Re: towards a grammar of clothing..

Carl W. Conrad (cwconrad@artsci.wustl.edu)
Sat, 9 May 1998 08:11:27 -0400

This is a late response, but I was on the road most of the day yesterday
driving from St. Louis to western North Carolina and only downloaded a huge
mailbox of B-Greek stuff last night without being able to digest it all at
once.

At 9:28 AM -0500 5/07/98, Steven Cox wrote:
>>KATA KEFALHS ECWN
>
> Uhh.. this apparently is a live issue back in the pews of
> Blighty so I tread carefully... but note that 1Cor11:4
> concerns PAS ANHR not PASA GUNH so lots of angry mens-
> libbers ought to be protesting against losing the right
> to bear hats in public :-D

I realize of course that you raise a moral and constitutional question here
at the same time ;-) -- but since you make reference in the subject header
to a "grammar of clothing," most of us neither "bear" nor "bare" a hat--we
"wear" one. And speaking of grammar of clothing, did I ever mention on this
list my embarrassing first endeavor to withdraw money from my bank in
Munich? I phrased my request using AUSZIEHEN, something like, "Ich moechte,
bitte, aus meinem Konto ausziehen." The teller laughed and explained to me
that the verb I wanted was ABHEBEN, the literal sense of which goes back to
taking coins off the top of a stack, but that AUSZIEHEN is normally used
only of "undressing." There are, of course, myriad possibilities of
idiomatic embarrassment between speakers of different languages.

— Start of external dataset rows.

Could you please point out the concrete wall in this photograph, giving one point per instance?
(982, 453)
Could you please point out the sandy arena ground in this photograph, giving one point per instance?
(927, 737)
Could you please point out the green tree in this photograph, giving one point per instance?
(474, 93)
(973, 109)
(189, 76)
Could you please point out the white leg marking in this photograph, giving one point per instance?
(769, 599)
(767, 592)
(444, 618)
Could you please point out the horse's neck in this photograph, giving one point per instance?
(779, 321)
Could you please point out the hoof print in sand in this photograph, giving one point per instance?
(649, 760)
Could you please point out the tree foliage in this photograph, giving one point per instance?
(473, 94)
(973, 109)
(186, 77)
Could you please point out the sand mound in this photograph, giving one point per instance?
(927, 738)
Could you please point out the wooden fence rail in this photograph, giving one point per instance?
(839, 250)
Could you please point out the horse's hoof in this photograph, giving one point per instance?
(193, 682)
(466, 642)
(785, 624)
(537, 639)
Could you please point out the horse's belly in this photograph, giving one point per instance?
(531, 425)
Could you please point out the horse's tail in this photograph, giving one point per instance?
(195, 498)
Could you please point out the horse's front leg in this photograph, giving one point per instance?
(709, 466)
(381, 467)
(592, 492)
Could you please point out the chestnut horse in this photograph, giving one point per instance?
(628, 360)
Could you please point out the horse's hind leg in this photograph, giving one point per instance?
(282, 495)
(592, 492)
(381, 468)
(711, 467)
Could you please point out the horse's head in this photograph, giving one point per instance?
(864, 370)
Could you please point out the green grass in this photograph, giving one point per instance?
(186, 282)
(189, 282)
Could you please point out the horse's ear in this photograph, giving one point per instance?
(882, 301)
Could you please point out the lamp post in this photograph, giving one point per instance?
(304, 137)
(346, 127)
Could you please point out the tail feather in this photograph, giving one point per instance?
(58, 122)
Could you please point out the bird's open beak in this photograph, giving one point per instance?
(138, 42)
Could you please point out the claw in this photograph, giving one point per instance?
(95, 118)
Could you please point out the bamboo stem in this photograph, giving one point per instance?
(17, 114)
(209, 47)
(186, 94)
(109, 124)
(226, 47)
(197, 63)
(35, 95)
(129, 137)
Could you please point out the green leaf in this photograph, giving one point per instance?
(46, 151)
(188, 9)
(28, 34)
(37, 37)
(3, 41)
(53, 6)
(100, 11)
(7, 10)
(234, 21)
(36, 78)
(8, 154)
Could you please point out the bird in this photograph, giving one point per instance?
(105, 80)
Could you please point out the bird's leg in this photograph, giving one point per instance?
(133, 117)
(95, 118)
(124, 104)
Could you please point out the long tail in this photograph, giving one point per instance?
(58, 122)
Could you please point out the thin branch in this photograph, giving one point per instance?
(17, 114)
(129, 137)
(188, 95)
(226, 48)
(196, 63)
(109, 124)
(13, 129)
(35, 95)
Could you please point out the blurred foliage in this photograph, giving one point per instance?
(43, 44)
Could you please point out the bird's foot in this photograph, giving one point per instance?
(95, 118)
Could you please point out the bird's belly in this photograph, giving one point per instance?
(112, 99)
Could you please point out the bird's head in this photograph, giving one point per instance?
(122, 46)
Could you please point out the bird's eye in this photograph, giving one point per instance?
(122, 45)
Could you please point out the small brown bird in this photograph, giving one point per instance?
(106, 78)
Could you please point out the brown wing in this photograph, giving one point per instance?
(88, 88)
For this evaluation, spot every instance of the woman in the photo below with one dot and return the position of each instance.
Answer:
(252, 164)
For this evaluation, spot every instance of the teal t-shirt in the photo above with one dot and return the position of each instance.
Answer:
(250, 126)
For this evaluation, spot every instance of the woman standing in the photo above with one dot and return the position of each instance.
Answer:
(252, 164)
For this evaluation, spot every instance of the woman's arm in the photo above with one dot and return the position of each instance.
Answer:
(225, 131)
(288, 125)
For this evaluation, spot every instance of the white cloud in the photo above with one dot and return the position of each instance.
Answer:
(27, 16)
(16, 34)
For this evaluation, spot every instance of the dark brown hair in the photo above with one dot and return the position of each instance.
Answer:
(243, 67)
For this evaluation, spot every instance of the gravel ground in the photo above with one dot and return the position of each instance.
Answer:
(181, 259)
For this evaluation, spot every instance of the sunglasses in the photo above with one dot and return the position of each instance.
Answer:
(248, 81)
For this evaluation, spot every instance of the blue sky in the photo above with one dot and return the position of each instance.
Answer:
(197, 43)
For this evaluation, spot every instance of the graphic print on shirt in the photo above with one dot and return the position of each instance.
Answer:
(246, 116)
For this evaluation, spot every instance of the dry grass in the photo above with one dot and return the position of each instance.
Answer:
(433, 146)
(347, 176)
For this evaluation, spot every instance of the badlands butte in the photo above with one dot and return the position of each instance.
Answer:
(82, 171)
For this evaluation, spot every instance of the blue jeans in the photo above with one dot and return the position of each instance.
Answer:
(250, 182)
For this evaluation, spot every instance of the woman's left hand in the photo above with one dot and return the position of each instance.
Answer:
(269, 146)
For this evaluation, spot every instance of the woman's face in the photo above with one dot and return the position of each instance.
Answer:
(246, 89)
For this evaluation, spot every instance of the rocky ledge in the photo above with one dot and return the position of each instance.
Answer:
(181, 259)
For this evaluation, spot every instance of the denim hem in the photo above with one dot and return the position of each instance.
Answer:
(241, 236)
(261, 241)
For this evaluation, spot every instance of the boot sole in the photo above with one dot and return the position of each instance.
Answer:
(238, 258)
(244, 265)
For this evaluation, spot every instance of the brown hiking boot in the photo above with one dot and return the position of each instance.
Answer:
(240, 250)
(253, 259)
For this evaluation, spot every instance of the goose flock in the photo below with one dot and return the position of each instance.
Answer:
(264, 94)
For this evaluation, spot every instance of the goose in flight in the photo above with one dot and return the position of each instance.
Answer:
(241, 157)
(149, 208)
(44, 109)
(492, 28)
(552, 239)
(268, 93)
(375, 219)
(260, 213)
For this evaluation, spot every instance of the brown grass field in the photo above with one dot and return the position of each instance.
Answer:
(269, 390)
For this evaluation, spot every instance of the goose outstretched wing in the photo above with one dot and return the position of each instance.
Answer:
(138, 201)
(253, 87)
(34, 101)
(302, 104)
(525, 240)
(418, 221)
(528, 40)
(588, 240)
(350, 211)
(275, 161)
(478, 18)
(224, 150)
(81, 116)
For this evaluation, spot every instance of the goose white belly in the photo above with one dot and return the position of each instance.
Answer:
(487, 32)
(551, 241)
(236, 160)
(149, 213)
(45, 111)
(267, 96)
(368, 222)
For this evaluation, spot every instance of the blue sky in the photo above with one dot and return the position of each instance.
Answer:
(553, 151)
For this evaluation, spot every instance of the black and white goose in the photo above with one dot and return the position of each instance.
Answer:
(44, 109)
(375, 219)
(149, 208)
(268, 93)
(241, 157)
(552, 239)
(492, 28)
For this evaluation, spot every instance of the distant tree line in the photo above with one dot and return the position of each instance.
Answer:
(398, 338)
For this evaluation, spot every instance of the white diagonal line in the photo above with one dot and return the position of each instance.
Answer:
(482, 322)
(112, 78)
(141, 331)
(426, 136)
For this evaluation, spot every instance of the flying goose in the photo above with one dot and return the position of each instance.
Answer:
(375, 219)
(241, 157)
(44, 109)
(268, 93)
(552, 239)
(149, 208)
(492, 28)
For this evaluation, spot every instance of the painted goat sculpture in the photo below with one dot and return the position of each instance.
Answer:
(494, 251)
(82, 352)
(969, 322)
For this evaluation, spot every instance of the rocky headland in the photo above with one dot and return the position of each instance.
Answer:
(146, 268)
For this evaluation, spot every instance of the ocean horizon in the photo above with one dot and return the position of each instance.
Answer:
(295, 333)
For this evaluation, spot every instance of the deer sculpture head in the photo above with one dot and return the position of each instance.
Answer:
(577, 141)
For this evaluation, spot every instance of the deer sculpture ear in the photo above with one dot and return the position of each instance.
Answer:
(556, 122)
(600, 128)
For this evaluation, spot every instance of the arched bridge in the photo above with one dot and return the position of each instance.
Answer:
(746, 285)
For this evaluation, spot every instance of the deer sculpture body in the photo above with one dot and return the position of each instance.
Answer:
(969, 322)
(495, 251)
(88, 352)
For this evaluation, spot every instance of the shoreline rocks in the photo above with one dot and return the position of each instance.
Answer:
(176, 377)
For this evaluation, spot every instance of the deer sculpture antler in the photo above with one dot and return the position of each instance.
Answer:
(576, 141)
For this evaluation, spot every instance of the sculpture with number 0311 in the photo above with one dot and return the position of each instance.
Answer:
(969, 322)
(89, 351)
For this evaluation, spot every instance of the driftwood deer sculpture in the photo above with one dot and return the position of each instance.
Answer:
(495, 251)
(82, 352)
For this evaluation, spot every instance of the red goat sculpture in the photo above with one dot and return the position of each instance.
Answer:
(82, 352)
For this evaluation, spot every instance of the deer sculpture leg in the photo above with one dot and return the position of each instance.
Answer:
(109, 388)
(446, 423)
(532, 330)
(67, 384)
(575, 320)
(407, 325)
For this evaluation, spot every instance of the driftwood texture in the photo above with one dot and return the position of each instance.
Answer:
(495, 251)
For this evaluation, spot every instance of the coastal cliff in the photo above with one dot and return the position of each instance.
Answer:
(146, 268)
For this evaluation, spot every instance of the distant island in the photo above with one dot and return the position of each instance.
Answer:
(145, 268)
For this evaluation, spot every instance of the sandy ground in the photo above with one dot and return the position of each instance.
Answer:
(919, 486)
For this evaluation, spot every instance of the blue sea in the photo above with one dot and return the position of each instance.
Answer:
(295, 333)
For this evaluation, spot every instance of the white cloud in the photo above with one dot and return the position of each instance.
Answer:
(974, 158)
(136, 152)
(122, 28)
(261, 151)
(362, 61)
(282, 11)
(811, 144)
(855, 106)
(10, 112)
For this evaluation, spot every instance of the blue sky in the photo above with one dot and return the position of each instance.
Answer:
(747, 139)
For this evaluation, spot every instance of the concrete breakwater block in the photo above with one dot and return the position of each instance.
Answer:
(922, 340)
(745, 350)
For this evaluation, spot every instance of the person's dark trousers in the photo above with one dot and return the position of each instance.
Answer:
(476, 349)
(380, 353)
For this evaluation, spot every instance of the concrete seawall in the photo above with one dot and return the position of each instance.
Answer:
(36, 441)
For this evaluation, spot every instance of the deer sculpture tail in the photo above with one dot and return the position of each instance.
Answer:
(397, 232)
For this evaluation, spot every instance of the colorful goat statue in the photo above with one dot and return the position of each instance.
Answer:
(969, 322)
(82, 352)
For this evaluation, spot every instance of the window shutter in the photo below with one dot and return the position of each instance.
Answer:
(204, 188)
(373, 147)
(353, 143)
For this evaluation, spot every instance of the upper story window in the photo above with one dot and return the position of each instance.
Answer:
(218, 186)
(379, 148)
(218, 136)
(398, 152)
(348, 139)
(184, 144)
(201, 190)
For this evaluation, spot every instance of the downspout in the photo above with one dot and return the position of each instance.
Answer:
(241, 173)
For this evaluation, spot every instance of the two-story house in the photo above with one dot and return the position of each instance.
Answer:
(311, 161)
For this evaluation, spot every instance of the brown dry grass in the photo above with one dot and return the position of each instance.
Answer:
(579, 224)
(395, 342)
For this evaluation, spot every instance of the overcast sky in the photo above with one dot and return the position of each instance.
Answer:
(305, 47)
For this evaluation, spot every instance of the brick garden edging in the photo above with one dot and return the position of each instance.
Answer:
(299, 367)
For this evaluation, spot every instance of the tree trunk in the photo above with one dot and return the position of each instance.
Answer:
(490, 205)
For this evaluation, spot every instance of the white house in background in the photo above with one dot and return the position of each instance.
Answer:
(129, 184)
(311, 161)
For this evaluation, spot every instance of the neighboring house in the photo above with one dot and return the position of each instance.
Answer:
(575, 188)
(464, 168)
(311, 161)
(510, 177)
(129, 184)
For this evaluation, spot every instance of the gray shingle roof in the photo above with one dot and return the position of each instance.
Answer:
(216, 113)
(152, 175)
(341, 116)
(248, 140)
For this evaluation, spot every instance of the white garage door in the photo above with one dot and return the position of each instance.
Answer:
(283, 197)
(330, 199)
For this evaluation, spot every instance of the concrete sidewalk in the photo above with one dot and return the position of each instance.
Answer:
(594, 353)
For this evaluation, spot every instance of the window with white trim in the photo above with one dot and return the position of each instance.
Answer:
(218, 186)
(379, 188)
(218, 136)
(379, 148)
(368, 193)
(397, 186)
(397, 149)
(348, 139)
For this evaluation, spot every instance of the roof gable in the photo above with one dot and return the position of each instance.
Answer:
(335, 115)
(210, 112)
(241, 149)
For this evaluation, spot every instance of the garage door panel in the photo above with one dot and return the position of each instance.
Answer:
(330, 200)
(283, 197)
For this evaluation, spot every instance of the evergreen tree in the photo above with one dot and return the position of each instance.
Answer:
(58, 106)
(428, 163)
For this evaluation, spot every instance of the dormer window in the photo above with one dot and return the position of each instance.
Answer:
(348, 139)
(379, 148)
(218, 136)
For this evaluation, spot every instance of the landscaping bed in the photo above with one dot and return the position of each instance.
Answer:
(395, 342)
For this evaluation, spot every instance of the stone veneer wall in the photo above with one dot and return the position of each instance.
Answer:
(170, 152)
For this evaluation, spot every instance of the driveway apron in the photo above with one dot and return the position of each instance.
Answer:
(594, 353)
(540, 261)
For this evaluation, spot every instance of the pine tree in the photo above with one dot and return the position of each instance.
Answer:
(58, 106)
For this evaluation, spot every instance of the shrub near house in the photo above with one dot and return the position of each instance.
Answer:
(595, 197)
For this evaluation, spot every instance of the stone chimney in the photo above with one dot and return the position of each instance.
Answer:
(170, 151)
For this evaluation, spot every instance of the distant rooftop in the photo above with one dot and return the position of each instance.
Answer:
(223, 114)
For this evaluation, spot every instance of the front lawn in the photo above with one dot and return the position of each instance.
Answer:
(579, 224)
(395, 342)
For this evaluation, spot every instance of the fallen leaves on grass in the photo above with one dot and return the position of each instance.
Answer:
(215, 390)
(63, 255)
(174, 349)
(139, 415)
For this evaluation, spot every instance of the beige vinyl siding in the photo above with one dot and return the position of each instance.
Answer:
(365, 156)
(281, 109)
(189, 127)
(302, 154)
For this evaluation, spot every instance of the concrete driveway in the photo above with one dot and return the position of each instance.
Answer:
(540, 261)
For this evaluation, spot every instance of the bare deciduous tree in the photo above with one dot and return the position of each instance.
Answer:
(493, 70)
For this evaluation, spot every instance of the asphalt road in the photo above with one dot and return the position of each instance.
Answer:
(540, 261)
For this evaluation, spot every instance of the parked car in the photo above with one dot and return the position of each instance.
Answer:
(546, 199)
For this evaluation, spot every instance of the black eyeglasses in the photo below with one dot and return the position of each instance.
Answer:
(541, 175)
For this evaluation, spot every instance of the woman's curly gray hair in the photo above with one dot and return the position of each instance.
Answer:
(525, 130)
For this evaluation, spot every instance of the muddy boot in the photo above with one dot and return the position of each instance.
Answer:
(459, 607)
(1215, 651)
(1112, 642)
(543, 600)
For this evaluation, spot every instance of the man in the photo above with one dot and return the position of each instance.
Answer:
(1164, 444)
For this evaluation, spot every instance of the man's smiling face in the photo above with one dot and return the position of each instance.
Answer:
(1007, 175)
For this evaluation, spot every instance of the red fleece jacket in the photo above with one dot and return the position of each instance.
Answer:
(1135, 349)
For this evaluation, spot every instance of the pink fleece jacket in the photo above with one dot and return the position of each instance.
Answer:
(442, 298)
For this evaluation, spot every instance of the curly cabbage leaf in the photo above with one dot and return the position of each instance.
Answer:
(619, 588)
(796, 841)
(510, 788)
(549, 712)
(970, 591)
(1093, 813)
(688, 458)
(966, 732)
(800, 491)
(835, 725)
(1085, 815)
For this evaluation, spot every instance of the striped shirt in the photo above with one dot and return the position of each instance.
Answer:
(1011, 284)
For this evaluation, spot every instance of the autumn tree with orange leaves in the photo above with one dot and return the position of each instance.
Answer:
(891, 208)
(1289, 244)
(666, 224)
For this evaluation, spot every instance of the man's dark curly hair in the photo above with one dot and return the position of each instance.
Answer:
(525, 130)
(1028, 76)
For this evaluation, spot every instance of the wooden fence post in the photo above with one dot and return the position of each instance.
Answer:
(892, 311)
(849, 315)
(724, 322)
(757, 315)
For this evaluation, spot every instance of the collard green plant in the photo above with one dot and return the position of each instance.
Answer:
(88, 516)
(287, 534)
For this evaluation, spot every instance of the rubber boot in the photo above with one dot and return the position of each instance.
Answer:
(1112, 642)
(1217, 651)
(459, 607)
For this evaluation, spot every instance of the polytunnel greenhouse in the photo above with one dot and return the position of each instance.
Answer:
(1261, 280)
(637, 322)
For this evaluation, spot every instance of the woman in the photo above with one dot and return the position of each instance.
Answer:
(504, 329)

Another
anecdote that some might appreciate here is that the first pastor in my 35+
years in my St. Louis congregation was telling about his year of study in
Germany and meeting Rudolf Bultmann; he was delighted and tried to say
something nice--he's always wanted to meet him, because, "Herr Professor
Doktor, Sie haben ein grosses Geruch." Well, in the right context, GERUCH
can indeed mean "reputation," but its normal sense is "reek" or "smell."

> More seriously..

Yes, let's be serious!

> The interaction of prepositions between clothing and body
> parts presents all kinds of opportunity for idiom and
> variance in modern languages [leading to some funny and
> less funny misunderstandings], In particular the use of a
> preposition with one item of clothing proves little about
> the same preposition with a different item. A few good
> Asian grammars include lists of which prepositions, *and
> which verbs*, to use with each class of clothing.
>
> Which B-Greek grammar has this list?
>
> In the absence(?) of grammatical guidance I for one am
> uneasy about any interpretation of I Cor 11:4 which
> doesn't have a very hefty pile of evidence behind it.
>
> BAGD offers Plutarch Moralia 200f
> EBADIZE KATA THS KEFALHS ECWN TO hIMATION
> Wilcken Chrestomathy 499:5
> EXWN TABLAN KATA TOU TRACELOU
>
> LSJ has nothing immediately obvious.
>
> If only some kind benefactor would search TLG for KATA THS
> KEFALHS/ KATA TOU METWPOU etc.... :-|

The suggestion made earlier was that the genitive is ablative, "down from
..." --and I know that this is true in some instances, such as the Homeric
and poetic KAT' OULUMPOU, "down from Olympus." I wonder, however, whether
KATA with some of these phrases may be like KATA QALATTHS, i.e. the
genitive is partitive, "down on the surface of the wide sea." Might not
KATA KEFALHS in some expressions mean precisely "covering the surface of
the head" rather than "hanging down from the head"? The Plutarch passage
above appears to mean, "he walked with a cloak over his head." This could,
of course, mean "hanging down from" in the sense that the man was wearing a
hooded cape, but it might also mean "covering." I'm puzzled by the second
one; here in the mountains the only dictionary I have is a late Victorian
unabridged "great Scott," which gives "dice table" for TABLA and "drum" for
TABALA. Could this be a wrap-around scarf of some sort? If so, this too
could mean "covering" in the sense of "concealing"--although theoretically
one might also imagine PERI or even AMFI being used in this situation.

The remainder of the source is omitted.